Analysis of Busy-Time Scheduling on Heterogeneous Machines

TL;DR

This paper introduces algorithms for efficiently scheduling jobs on heterogeneous machines to minimize total costs, considering machine capacities and job time intervals, with proven approximation guarantees.

Contribution

It presents the first asymptotically optimal approximation algorithms for busy-time scheduling on heterogeneous machines in both offline and online settings.

Findings

Developed an $O(1)$-approximation algorithm for offline scheduling.

Designed an $O(mu)$-competitive online algorithm.
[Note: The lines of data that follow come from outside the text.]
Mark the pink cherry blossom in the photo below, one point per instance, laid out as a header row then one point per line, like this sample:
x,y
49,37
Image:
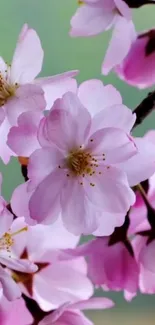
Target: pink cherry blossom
x,y
83,165
105,113
14,312
22,139
71,313
123,36
144,252
19,92
56,280
138,212
110,266
7,258
137,67
134,56
94,17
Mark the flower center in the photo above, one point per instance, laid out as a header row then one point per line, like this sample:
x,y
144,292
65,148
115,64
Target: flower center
x,y
6,90
7,240
79,162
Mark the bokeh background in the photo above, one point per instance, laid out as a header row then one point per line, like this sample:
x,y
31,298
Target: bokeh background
x,y
51,19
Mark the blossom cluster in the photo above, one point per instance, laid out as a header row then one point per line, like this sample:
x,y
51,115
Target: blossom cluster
x,y
84,173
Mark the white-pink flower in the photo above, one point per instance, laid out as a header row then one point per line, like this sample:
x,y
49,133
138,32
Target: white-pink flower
x,y
96,16
71,173
56,280
144,248
20,92
7,257
14,312
111,266
71,313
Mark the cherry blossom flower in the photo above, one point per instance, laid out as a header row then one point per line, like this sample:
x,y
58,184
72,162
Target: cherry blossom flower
x,y
144,248
111,263
14,312
134,58
19,92
58,140
22,138
71,313
137,67
80,162
138,212
7,258
56,281
94,17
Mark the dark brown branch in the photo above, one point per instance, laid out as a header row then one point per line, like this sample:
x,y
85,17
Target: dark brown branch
x,y
144,108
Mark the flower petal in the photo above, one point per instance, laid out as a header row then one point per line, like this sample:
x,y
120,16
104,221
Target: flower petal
x,y
41,163
123,36
78,214
118,116
17,264
28,97
90,20
142,165
107,151
93,303
45,201
22,139
11,289
111,191
28,57
56,86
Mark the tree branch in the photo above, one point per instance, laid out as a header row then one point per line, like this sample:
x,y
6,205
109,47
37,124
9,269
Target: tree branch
x,y
144,108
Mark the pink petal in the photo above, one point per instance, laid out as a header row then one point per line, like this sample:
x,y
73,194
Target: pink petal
x,y
22,139
142,165
80,114
107,223
68,317
90,20
146,256
56,86
106,150
17,264
122,38
78,214
110,187
44,201
14,312
93,303
28,97
64,284
10,288
96,97
67,125
55,315
6,219
5,151
20,200
123,8
41,163
2,115
28,57
118,116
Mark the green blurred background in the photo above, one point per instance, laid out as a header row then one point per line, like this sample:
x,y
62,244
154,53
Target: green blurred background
x,y
51,19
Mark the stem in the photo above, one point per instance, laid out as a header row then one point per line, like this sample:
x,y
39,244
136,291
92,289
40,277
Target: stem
x,y
144,108
150,210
Proved the algorithms' asymptotic optimality.

Abstract

This paper studies a generalized busy-time scheduling model on heterogeneous machines. The input to the model includes a set of jobs and a set of machine types. Each job has a size and a time interval during which it should be processed. Each job is to be placed on a machine for execution. Different types of machines have distinct capacities and cost rates. The total size of the jobs running on a machine must always be kept within the machine's capacity, giving rise to placement restrictions for jobs of various sizes among the machine types. Each machine used is charged according to the time duration in which it is busy, i.e., it is processing jobs. The objective is to schedule the jobs onto machines to minimize the total cost of all the machines used. We develop an $O(1)$-approximation algorithm in the offline setting and an $O(\mu)$-competitive algorithm in the online setting (where $\mu$ is the max/min job length ratio), both of which are asymptotically optimal.